After garnering her degrees, Baker worked for the Robert Wood Johnson Foundation in their research and evaluation department. She also worked as an associate editor at the Center for the Future of Children, whose mission is to translate the best social science research about children and youth into information that is useful to policymakers, practitioners, grant-makers, advocates, the media, and students of public policy.
Baker joined Packard in 1994 as a research analyst, then worked as a program officer in its Children, Families and Communities program, responsible for grantmaking focused on children's health and providing insurance to all of California's children. Just prior to jumping over to her current role, Baker was a program officer in the foundation's local grantmaking division, responsible for a wide range of giving in the Bay Area, supporting youth and family programs, the arts, conservation and science, food and shelter, and population and reproductive health.
Baker's time in Organizational Effectiveness has been limited so far, though given her scope of experience at Packard and in research and analysis, the giving in this area can still be instructive. Most of her grants are in the $25,000 to $50,000 range, supporting strategic planning and/or restructuring for organizations including the Wild Salmon Center in Portland, Oregon, the Centre for African Family Studies in Nairobi, Kenya, and Women Deliver in NYC. She's also supported Surfrider Foundation's executive search and human resources planning for Pacific Repertory Theatre.

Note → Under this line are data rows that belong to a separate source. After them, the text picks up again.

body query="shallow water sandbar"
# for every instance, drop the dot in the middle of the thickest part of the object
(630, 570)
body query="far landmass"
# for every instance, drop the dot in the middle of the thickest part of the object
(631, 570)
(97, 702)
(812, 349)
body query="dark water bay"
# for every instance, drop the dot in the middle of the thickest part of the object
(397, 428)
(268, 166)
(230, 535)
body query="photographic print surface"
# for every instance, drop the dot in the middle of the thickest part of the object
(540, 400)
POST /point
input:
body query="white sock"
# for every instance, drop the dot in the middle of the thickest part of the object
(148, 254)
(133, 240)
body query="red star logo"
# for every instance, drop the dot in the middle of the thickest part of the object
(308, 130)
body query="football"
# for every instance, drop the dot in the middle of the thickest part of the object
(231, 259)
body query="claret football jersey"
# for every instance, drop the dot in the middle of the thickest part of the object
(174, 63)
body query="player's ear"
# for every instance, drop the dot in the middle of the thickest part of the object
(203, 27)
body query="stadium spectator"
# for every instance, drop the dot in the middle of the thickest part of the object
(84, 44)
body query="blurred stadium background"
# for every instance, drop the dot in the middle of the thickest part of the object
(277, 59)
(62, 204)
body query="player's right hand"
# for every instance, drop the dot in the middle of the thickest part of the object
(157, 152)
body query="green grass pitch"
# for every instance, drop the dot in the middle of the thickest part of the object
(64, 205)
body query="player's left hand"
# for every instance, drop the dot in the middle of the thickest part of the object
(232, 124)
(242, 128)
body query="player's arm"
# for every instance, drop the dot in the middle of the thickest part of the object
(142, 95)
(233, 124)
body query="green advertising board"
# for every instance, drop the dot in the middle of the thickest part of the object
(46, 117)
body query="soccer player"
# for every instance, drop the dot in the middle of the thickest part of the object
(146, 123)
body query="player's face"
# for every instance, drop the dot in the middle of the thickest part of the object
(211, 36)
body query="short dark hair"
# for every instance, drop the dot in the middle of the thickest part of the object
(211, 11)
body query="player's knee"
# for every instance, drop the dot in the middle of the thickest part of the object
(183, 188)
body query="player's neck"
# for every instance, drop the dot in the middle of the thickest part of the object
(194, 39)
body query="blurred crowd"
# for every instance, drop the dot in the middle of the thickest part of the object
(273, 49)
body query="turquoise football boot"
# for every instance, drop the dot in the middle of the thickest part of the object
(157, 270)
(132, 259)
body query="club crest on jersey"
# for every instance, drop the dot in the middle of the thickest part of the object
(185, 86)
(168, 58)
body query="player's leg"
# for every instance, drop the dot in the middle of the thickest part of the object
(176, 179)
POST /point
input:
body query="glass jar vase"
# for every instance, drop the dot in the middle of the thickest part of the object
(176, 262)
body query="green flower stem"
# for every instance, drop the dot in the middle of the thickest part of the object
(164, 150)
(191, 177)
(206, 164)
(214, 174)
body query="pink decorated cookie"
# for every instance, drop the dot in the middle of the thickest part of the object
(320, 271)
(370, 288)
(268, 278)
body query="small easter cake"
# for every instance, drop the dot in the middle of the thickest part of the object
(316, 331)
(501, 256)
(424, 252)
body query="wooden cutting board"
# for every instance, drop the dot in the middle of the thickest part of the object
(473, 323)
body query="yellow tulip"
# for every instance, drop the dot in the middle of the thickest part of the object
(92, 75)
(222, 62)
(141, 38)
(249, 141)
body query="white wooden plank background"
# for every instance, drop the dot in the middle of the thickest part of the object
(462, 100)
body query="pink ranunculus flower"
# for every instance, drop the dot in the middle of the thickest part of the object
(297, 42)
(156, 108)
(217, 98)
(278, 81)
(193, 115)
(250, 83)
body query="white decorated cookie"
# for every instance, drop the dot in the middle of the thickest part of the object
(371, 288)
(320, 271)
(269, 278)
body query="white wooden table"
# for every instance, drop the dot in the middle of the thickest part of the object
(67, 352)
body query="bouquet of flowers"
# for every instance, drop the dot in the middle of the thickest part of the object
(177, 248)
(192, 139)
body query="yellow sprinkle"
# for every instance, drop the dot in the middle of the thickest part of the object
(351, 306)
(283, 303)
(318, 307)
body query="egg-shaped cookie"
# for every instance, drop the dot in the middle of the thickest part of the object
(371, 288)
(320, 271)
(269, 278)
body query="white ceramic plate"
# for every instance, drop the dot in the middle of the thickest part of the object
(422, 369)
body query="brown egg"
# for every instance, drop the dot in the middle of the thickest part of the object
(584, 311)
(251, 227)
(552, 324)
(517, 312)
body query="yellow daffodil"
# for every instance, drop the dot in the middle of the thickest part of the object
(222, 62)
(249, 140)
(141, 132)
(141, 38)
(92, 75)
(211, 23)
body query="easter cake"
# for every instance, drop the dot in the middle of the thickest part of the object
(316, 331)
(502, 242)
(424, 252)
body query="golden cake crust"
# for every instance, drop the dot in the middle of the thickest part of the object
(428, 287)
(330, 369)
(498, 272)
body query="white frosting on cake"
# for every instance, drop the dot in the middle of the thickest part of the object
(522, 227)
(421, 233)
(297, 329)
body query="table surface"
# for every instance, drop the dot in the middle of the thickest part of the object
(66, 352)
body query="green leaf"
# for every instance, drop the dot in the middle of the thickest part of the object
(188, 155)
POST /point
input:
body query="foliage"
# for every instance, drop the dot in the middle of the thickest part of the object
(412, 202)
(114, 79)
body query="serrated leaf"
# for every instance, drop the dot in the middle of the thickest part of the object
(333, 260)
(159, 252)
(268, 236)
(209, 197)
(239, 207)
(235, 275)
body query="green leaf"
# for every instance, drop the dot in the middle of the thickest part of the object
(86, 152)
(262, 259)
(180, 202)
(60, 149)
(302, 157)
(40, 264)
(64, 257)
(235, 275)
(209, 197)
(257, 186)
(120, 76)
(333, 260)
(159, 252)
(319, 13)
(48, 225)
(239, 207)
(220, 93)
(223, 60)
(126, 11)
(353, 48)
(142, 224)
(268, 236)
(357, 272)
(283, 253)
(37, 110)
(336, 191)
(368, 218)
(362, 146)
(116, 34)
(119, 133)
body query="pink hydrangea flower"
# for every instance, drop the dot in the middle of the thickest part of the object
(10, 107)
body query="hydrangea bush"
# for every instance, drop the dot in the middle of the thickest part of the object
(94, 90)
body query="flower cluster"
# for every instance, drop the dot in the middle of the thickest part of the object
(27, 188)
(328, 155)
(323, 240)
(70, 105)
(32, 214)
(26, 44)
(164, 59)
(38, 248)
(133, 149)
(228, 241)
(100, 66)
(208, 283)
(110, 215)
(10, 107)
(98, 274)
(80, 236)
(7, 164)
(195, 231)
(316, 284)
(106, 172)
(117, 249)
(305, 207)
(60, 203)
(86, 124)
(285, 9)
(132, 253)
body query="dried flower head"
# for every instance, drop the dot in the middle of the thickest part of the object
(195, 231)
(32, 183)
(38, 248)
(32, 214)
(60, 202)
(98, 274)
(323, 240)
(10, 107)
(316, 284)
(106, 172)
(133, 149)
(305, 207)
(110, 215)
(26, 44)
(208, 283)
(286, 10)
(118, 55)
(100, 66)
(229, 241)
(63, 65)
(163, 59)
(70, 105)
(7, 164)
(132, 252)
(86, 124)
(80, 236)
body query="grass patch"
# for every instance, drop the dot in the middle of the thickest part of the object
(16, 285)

Her largest single grant to date went to Spitfire Strategies, based in Washington, D.C., in support of the late stages of their Friending of the Finish Line project, which is part of that organization's goal of integrating social media into its children’s health communications mission.
Back when Baker was still with Packard's local grantmaking program, she had this to say about her work: "It is imperative that our grantmaking serve as an effective tool to help nonprofits, funders, and other organizations tackle the pressing issues within our grantmaking focus areas." Her specific focus has now changed, but chances are this imperative has not.